I think Starman has a good point. But, bass do not hold the same status as other fish. I grew up fishing bass. We fished evening/night and never targeted beds, no need to, there were plenty of opportunities without hitting beds.

Mb
 

jasmillo

Active Member
#5
It does seem like there is a lot of debate about this question in the bass fishing world.

I wonder if it’s because bass stick around to guard fertilized eggs while salmon and trout do their deed and are gone. Meaning, the bass eggs are fertilized already in most cases, so catching the adult just means they’re unguarded potentially. Yanking a steelhead off a bed probably means the deed has not been accomplished?
 

Rob Allen

Active Member
#6
I am not sure it is ok to fish for bass on their beds. It is commonplace but that doesn't make it ok. Based on the relative health of bass fisheries nationwide i think it's reasonable to say it doesn't do much harm.
Salmon are using the last energy they have trying to reproduce hooking one at that time might prevent it from reproducing.
Mostly it's cultural it is the epitome of slimbaggery to fish salmon trout or steelhead on spawning beds. It is only recently that this has been up for debate.
 
#8
I personally don't target bass too often on the spawn. Panfish are surprisingly swift to eat eggs when a bass it being landed. A member on here showed me a video of 2 very large LM bass on a next doing their thing in about half a foot of water on lake WA right on a popular fishing dock. Gone the very next day, probably made a great meal.
 

Dizane

Coast to Coast
#9
I believe that in some states where bass are a "big ticket" fish they actually close the season during the nesting period to protect the bass and keep people from fishing them on their beds. Or maybe they used to.
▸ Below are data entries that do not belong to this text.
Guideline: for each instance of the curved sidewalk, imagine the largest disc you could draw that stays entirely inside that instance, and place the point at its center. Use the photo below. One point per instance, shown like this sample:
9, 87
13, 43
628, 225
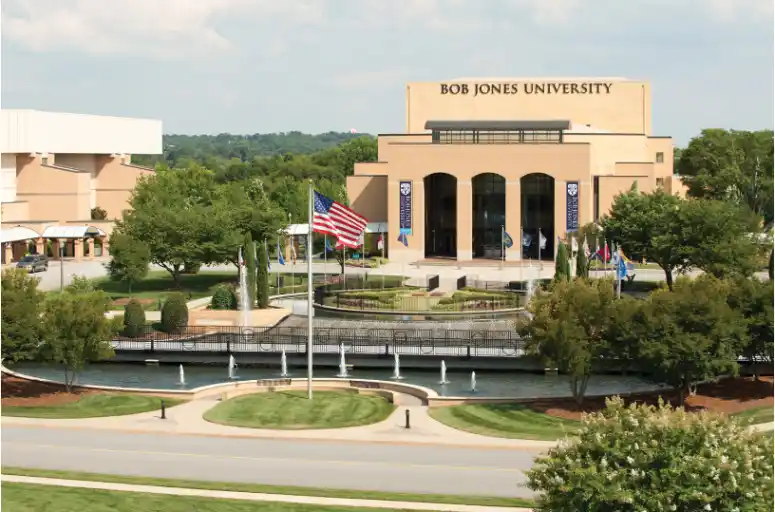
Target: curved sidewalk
187, 419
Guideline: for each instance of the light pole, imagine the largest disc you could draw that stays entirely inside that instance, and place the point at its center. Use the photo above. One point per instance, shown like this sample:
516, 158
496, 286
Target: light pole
62, 264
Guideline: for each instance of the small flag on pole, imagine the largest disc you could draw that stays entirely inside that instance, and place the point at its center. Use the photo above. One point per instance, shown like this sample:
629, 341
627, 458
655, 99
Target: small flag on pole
507, 240
335, 219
In my opinion nobody cares about fishing bass over their spawning beds in this region because, in the grand scheme of things, no one cares about bass around here. I think its as simple as that.

Before anyone jumps on me saying they care about bass, I enjoy fishing for bass occasionally too. I've had a lot of fun sight fishing smallmouth while they're nesting. Like Billy, I haven't noticed it having any effect on the numbers in the lake I fish. I don't think the fish get enough pressure around here to make a difference.
 
#10
I believe there was a study done by the University of Florida on this subject. Although fishing for bass on beds has a negative affect, it wasn't detrimental to the population overall.
 

Skip Enge

Active Member
#11
Chum salmon...short spawners...legal to fish for? yup! Should you? maybe not. I have in a coastal stream. Warned by a regional Fish and Game agent that I could be cited for fish harassment. Haven't since. Murkey at best.
 

Buzzy

Active Member
#13
recreational gill Nets!
Yes, that would irritate me. Several years back, I found a "recreational" gill net in Upper Frenchman Wasteway (target species - probably carp or bass). But then this thread is about bass and who cares about bass, let alone carp? Other than @b_illymac and old me.

If anyone doesn't think a lot of ethical fly fishers don't target spawning trout, please visit RF when the hens are trying to spawn.
 
#14
If anyone doesn't think a lot of ethical fly fishers don't target spawning trout, please visit RF when the hens are trying to spawn.
I wouldn't really say RF is filled with ethical fly fishers. :rolleyes:

But considering how much of it happens in places where there is year-around season, it's clear that lots of people--and guides--will target spawning trout too.